Pick up school diploma. Check. Register for degree programme. Check. Find a room. Check. In other words, you are ready to launch into student life. But who will be your classmates? If you are looking for a wife, you should have chosen Animal Sciences. And on the MSc in Meteorology, even if you wanted to speak Dutch you won't get a chance.
If you are on the lookout for a nice girl, you've done the right thing if you've you chosen to study Animal Sciences. In October 2010, there were 111 women students in the first year as opposed to 22 men. Nutrition and Health is in second place, with 105 'nutrition lassies'. This is predominantly a women's field anyway: a full 89 percent of Nutrition and Health students are women. It is a bad move for men in search of women to study Agrotechnology, where there were precisely zero new women students in 2010 and there are only 7 percent women overall.

Hunting grounds
For women students, there is a bigger choice of hunting grounds. With the exception of Applied Communication and Health and Society (programmes with 4 men each), the male sex is well, or fairly well, represented across the board. There are most men studying Biology and Soil, Water and Atmosphere (63 and 43 respectively).
The percentage of women at Wageningen University has been going up since 2006. Of last year's first-year cohort, more than half were women in both the Bachelor's programmes (almost 58 percent) and the Master's programmes (more than 60 percent).

Ni hao
Wageningen is the Netherlands' most international university. Admittedly, Maastricht has the largest number of foreign students, but the diversity is greater in Wageningen, with students from as many as 105 different countries. The countries from which the largest numbers of students come are China, Indonesia and Germany.

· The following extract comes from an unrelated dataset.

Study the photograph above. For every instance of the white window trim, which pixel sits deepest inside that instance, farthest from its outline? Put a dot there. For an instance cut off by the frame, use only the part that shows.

Last year, 769 international students and 1792 Dutch students arrived at Wageningen University, so 30 percent of the intake is international. The Bachelor's students usually stay five years and the Master's students two.
But the applied sciences institutions have an international flavour too. In Velp there were 22 foreign students last year, and in Leeuwarden there were 111, most of them German. At VHL Wageningen, 83 foreign students have already registered for this year.

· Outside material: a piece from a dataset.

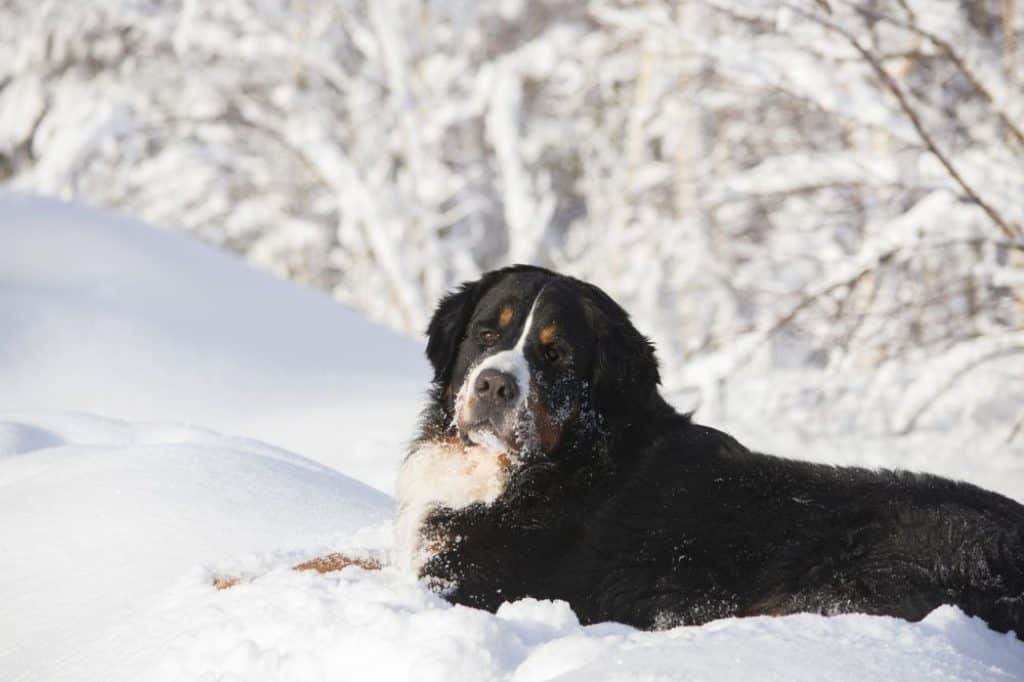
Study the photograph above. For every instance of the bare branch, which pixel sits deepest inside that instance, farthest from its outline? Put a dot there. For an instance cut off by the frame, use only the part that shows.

Dutch students who are not interested in international friendships had better stick to Health and Society, Plant Sciences or Agrotechnology, where they won't meet any foreigners in the classrooms. That is not something that will ever happen on a Master's programme though. There is not a single MSc programme without first year international students. In fact, Dutch students are in the minority on most of the Master's programmes. Plant sciences, for instance, had 57 new students last year, 5 of them Dutch. And there isn't a single Dutch student among the new cohort on the MSc in Meteorology and Air Quality.

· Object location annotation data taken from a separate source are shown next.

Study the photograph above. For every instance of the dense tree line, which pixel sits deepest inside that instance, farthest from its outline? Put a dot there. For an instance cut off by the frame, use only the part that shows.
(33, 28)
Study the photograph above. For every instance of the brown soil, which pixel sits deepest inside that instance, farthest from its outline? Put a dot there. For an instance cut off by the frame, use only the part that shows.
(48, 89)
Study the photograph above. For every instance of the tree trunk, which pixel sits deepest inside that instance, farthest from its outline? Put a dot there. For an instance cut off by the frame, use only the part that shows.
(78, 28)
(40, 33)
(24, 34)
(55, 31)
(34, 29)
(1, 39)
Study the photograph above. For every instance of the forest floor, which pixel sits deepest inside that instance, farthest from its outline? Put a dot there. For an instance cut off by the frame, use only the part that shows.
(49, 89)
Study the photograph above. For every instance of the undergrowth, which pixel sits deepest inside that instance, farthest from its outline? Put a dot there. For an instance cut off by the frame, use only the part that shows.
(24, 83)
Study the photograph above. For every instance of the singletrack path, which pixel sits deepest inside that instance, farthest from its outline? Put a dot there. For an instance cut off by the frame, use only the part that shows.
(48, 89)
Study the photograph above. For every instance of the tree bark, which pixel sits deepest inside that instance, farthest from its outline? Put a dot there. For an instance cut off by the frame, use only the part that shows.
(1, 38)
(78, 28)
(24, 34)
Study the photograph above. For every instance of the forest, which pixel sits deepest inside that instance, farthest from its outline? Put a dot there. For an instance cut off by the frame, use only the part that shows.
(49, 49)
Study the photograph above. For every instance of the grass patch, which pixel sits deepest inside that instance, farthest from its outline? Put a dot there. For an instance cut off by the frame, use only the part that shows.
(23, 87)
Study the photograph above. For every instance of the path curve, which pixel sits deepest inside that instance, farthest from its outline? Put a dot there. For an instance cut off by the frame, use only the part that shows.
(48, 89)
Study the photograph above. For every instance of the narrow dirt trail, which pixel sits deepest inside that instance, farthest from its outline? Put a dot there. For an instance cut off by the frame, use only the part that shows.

Sources: Education Monitor 2010, Annual report 2010
Animal Management is the biggest
There were a total of about 7,000 students at Wageningen UR in 2010-2011, 4,000 of them at Van Hall Larenstein University of Applied Sciences. There are 20 Bachelor's programmes and 33 Master's programmes. Last year, 1,075 students embarked on a BSC programme and 1,486 on a Master's (Education Monitor 2010). The three biggest programmes are Animal Management in Leeuwarden, Biology (Wageningen university) and Nutrition and Health (Wageningen university). The emptiest lecture halls can be found on the Organic Agriculture programme - with a grand total of three students.